Rosalyn Drexler (b. 1926), Marilyn Pursued by Death, 1963. Acrylic and paper collage on canvas, 49 7/8 × 40 in. (126.7 × 101.6 cm). Whitney Museum of American Art, New York; purchase with funds from the Painting and Sculpture Committee 2016.16 © 2016 Rosalyn Drexler/Artists Rights Society (ARS), New York.  Image courtesy the artist and Garth Greenan Gallery, New York

Rosalyn Drexler is usually associated with Pop art, but her work often explores the dark backstories and seedier manifestations of postwar media culture and gender roles. She clipped her subjects from printed materials—here, a news photograph of Marilyn Monroe fleeing the paparazzi with her bodyguard in tow—then enlarged and collaged them onto canvas, and painted over the image.

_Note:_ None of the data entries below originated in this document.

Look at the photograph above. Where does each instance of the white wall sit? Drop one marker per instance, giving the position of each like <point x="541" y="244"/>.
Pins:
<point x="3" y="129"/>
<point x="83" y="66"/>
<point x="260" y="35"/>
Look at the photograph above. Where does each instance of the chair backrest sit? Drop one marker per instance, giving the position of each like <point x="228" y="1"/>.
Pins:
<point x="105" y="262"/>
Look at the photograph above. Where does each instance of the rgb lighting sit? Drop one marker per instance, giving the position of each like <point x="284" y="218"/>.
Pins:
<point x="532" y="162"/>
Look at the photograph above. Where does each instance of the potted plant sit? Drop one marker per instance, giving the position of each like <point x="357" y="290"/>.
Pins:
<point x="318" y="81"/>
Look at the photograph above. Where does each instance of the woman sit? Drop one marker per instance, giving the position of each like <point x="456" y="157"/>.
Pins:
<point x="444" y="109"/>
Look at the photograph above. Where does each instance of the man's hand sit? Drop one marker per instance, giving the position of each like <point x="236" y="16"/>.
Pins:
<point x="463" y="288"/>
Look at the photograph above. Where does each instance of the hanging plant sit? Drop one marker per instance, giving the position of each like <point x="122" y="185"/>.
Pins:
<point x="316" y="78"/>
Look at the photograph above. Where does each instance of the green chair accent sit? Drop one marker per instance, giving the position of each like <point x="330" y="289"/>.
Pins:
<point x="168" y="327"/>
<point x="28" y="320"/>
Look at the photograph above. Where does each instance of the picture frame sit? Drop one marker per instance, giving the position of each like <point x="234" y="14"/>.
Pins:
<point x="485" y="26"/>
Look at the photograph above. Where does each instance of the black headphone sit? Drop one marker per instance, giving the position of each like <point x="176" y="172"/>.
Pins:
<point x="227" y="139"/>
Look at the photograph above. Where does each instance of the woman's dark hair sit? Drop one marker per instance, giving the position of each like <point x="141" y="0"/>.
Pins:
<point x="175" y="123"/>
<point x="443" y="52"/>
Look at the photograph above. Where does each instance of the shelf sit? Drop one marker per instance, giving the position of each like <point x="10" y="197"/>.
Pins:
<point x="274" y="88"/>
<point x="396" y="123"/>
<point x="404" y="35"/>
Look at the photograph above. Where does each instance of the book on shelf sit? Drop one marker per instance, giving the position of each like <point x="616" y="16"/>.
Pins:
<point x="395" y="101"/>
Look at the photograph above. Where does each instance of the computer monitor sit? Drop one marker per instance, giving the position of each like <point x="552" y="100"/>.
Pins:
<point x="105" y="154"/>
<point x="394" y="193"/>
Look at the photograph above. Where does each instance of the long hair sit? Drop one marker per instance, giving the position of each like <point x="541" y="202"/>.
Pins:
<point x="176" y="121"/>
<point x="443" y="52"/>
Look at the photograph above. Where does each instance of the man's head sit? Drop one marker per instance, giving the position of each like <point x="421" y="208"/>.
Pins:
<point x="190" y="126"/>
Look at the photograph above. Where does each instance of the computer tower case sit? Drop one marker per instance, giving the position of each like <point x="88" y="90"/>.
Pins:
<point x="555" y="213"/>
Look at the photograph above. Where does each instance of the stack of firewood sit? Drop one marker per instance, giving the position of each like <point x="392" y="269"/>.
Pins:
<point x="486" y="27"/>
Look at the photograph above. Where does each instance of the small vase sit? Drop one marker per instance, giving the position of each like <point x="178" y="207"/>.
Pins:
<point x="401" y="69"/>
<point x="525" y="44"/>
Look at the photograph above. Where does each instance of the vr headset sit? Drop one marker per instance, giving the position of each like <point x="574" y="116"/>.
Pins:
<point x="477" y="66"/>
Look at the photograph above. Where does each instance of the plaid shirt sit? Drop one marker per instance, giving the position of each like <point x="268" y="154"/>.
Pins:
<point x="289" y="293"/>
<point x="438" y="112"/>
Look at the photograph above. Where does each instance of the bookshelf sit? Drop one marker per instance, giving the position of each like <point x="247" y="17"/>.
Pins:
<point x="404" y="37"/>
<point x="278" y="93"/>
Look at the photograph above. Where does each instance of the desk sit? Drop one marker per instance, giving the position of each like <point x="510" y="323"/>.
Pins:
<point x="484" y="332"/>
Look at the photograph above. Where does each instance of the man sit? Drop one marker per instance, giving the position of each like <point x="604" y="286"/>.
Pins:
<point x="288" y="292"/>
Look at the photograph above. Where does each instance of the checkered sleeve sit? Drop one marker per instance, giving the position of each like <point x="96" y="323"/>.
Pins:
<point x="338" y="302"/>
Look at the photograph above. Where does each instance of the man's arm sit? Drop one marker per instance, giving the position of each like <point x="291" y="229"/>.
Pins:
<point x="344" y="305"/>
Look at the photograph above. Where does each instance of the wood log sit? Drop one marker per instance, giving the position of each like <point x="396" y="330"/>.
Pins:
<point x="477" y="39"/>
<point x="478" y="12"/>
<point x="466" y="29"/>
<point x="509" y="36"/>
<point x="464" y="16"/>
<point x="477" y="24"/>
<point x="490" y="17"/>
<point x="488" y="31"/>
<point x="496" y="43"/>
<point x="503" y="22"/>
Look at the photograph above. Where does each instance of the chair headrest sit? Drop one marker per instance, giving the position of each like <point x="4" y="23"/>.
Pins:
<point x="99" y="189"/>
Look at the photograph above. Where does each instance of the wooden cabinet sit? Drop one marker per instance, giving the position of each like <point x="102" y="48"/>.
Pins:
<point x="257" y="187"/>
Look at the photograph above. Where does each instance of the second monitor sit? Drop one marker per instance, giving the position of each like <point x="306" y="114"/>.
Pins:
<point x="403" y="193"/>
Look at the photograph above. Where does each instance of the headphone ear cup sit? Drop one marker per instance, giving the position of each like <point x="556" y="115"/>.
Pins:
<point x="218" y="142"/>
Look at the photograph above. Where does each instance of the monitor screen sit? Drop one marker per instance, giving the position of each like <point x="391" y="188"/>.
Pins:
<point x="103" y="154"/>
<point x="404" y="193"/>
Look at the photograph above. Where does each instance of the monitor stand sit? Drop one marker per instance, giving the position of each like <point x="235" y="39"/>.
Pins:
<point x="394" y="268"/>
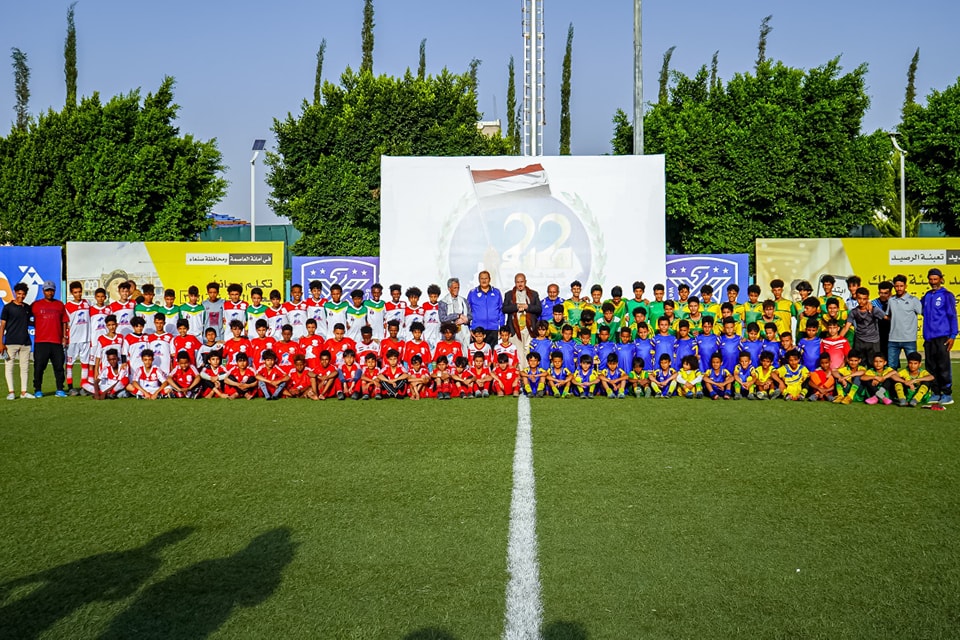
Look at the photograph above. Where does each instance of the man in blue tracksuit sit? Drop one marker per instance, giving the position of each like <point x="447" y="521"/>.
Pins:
<point x="486" y="308"/>
<point x="939" y="331"/>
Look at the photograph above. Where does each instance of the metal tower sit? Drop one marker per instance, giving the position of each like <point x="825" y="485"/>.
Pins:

In the artist’s words, her source images were “hidden but present, like a disturbing memory.” On the day this source photograph was taken in 1956, Marilyn Monroe and Arthur Miller were to announce their upcoming marriage; in the frenzy to cover the event, a car carrying reporters crashed, killing at least one member of the press. Drexler’s painting is an eerie evocation of the sometimes tragicresults of our society’s insatiable desire for celebrity news.